LGBT Seniors Shouldn't Die Penniless and Alone
By Bruce Williams
Systemic inequities, which are finally changing, still meant a disadvantaged life now for many LGBT seniors.At 68 years old, having led a responsible and productive life, I find myself living in poverty with the prospects for the final third of my existence only getting worse. I wake each day only to hope that I will die before my funds and limited resources run out completely. I also find that I am in the company of hundreds of thousands of other LGBT seniors who, through no fault of their own, are in the same tragic and inhumane situation.
Putting aside any pride that I once may have had, I share my story in an effort to create an awareness of these inequities that have devastated the current generation of LGBT seniors.
I have worked since I was 12 years old: part-time when school was in session and full-time each weekend, during every summer recess and every day of each holiday vacation. I have paid into the Social Security system for well over 50 years — over one half of a century! At 21 years old, I assumed the responsibility for raising my three brothers and helped to care for my mom until her death from lung cancer.
In my professional career, I have gone from cleaning dirty toilets at minimum wage to serving as the executive director of a continuous care retirement community with some 500 residents and nearly 200 employees. In the late 1990s, I was earning a very comfortable six-figure salary. I have led a frugal life in an attempt to build a nest egg for my own golden years.
But LGBT seniors of today have endured a past that was and still is not at all conducive to planning and providing for a comfortable and secure retirement existence. During the working years of today’s LGBT seniors, there were four fatal bullets that prevented our financial success: We were refused employment solely on the basis of our sexual orientation, we were paid less money for equal work, we were denied promotions, and we were fired with no recourse at the whim of ignorant employers. Fortunately I was able to dodge the first three bullets, but that was only to tragically fall victim to the fourth.
I was fired because of my sexual orientation less than two months before my 25th anniversary of employment. After dedicating nearly a quarter of a century of my life to the same company, I found myself unemployed in my early 60s and looking for work during one of the most disastrous periods of our nation's economic history. Making things even worse, with absolutely no income, I was forced to accept early retirement Social Security benefits at a 25 percent reduction, a desperate decision that will negatively impact my existence for the rest of my life.
So here I am, a 68-year-old gay man who has led a productive and responsible life but who now has to work just to survive. I am fortunate enough to have found a job at the Pride Center at Equality Park in Wilton Manors, Fla., that pays me to pursue my passion of advocating for the elderly and gives me the opportunity to positively impact the lives of other LGBT seniors like me.

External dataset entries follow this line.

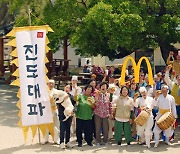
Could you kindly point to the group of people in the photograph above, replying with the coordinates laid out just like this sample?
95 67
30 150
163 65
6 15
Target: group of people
105 110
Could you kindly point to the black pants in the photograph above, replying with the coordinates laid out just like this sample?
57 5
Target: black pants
86 127
65 129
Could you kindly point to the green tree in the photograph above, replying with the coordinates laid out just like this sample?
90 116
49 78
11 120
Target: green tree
117 28
113 28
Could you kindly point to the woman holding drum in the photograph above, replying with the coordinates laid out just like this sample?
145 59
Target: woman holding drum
123 114
166 115
144 120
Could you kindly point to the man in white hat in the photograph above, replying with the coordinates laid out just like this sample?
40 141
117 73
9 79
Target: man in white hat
74 81
75 89
165 103
52 91
145 103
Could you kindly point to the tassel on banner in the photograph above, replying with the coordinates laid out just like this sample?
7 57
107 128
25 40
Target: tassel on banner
16 82
11 33
18 104
34 130
46 70
19 113
47 49
19 94
51 129
49 29
12 43
16 73
47 79
47 40
15 62
43 129
25 132
46 60
14 53
20 123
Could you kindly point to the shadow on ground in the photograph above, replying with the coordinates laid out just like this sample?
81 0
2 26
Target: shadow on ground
38 148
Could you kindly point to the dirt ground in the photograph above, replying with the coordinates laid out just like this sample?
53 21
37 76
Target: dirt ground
12 140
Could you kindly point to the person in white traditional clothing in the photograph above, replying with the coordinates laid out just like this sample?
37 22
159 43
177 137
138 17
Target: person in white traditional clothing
165 103
145 103
52 91
175 89
77 89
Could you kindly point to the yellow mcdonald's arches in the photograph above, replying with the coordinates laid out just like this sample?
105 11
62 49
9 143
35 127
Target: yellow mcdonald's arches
16 82
136 69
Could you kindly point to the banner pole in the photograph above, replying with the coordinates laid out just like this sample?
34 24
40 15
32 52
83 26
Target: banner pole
39 135
29 14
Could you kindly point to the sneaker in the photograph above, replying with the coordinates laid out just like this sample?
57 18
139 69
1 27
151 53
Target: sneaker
148 146
141 143
156 145
79 144
90 144
44 142
55 142
119 143
69 145
167 142
62 146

It is my passion in life to convince folks of the need to embrace aging and to set out on a journey to improve the “third third” of our lives. I aspire to raising awareness of the special needs of our LGBT senior population. This is a group often with far less family support, with fewer financial resources and many more societal scars than other aging populations, and at the Pride Center we provide programs that help to maintain independence, that boost mental and physical health and that provide a raison d’etre — a reason for being and enjoying life. We strive to increase the connections between service providers and our seniors in need of those services. And for those who are serving as caregivers, we offer support, education and respite to ease their burden.
Our Coffee & Conversation gathering draws nearly 200 LGBT seniors every Tuesday and serves to provide a fun and free opportunity for socialization to ward off the isolation that is so prevalent with many seniors. I solicit a different sponsor each week, which may be a long-term care facility, an elder law attorney, a home health care agency or some other business normally utilized by an aging population, so that our attendees cannot only enjoy free coffee and goodies but also build an arsenal of information about available area service providers for the times they need help the most.
The Pride Center partners with other local and national organizations to help improve the lives of LGBT seniors. In conjunction with SAGE USA we have been providing the SAGE Works program that, through a grant from the Walmart Foundation, helps LGBT seniors find work or hone their skills to get a better job. Our Fund, a Broward-based community foundation that supports the LGBT community, just recently provided a program of LGBT Cultural Competency Certification that now enables several of us from the Pride Center to go out into the community and make caregivers more aware of and sensitive to the needs of the LGBT senior community.
As a society, we have made great strides in LGBT awareness and rights that today’s LGBT seniors never expected to see in their lifetimes. Yet for myself, and for so many other LGBT seniors, change has come too late. After an exhilarating period of celebration, we settle back and wonder how our lives would have been different had the changes come during our younger years. We know one cannot reclaim missed experiences nor amass fortunes never earned. We now need to focus our efforts toward securing equality in health care, housing, and employment so that no old people have to go to bed at night hoping to die in their sleep.
Bruce Williams leads programming for LGBT elders at the Pride Center in Wilton Manors, Fla.